In a speech delivered at the Federal Reserve Bank of Boston 2026 Technology-Enabled Disruption Conference in Boston, Waller said the Fed built an “innovation practice” that encompasses the entire Federal Reserve System so that technologies can be tested and implemented more efficiently than if that work were to be done at each of its banks.
In the case of AI, the Fed developed a general-purpose AI platform to be used by all Reserve bank employees.
“Our approach is intentionally business-led and AI-enabled,” Waller said. “We start with the problem to be solved and the business need, then apply the right capability from across the AI stack. That discipline helps us deliver real business value while avoiding unnecessary complexity and cost.”
With the general-purpose AI for all employees, the Fed aims to provide a digital assistant that can do things such as drafting, summarizing and analyzing information so employees can focus on higher value activities. In practice, Fed staff use this tool for tasks such as generating key themes from background materials ahead of a meeting and summarizing and prioritizing emails and documents that arrived while they were on vacation.

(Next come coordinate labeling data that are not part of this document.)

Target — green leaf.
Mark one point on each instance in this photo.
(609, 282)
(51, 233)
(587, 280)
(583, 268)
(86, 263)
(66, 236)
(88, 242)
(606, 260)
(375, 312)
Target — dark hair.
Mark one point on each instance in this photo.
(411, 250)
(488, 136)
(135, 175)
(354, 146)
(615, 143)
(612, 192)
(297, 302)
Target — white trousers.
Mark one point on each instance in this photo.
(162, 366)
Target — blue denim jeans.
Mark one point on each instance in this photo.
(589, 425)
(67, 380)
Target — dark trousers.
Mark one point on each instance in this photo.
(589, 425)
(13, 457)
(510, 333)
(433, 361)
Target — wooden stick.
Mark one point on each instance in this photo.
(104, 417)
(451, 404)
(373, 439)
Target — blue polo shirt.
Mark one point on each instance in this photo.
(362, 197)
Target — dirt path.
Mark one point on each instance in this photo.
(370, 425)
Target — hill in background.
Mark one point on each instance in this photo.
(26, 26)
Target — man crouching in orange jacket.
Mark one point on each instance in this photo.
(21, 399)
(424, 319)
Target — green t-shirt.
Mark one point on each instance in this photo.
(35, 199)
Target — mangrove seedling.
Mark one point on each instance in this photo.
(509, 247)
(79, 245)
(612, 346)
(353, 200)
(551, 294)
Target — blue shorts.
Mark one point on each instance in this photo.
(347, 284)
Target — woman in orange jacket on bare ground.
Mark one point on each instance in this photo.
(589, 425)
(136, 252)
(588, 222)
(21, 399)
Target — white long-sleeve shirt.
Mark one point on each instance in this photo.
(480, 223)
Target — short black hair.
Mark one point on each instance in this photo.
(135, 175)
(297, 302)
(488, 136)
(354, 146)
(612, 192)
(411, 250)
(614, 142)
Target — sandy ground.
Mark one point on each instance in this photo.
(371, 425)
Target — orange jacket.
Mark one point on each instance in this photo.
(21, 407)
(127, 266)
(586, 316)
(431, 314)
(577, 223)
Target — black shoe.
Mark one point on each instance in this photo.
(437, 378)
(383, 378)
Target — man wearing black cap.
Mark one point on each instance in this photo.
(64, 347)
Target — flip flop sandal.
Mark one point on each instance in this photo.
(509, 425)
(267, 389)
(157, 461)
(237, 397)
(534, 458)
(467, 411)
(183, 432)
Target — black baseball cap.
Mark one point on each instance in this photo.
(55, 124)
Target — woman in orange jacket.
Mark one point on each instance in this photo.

“In both cases, the tool handles the volume and the first pass,” Waller said. “The human makes the decisions.”
Another key focus of the Fed’s deployment of AI is in software development. Coding assistants accelerate many of the tasks involved in software development, enabling developers to focus on the security and quality that are critical for an institution like the Federal Reserve.
“At the Fed, we’re already seeing strong early uptake — with hundreds of developers adopting these tools quickly — which tells us this capability is meeting a real need,” Waller said.
The third focus of the Fed’s initiative is embedding AI into existing platforms rather than asking teams to adopt entirely new tools. This enables the Fed to make improvements without creating fragmented solutions.
“Given how quickly the technology is evolving, consuming AI through vendor platforms allows us to benefit from ongoing improvements, rather than building and maintaining tools that can become costly and stable,” Waller said.
Waller delivered his remarks on the same day Federal Reserve Governor Lisa Cook said in a speech that rapid advances in AI could pose new challenges for the central bank’s traditional tools as it fundamentally reshapes the U.S. economy.
The PYMNTS Intelligence report “Agentic AI Breaks Out of the Sandbox” found that among chief product officers at U.S. enterprise level firms, as of November, 11.7% are already using agentic AI and another 11.7% are piloting/testing the technology.
Three months earlier, in August, those figures stood at 1.7%.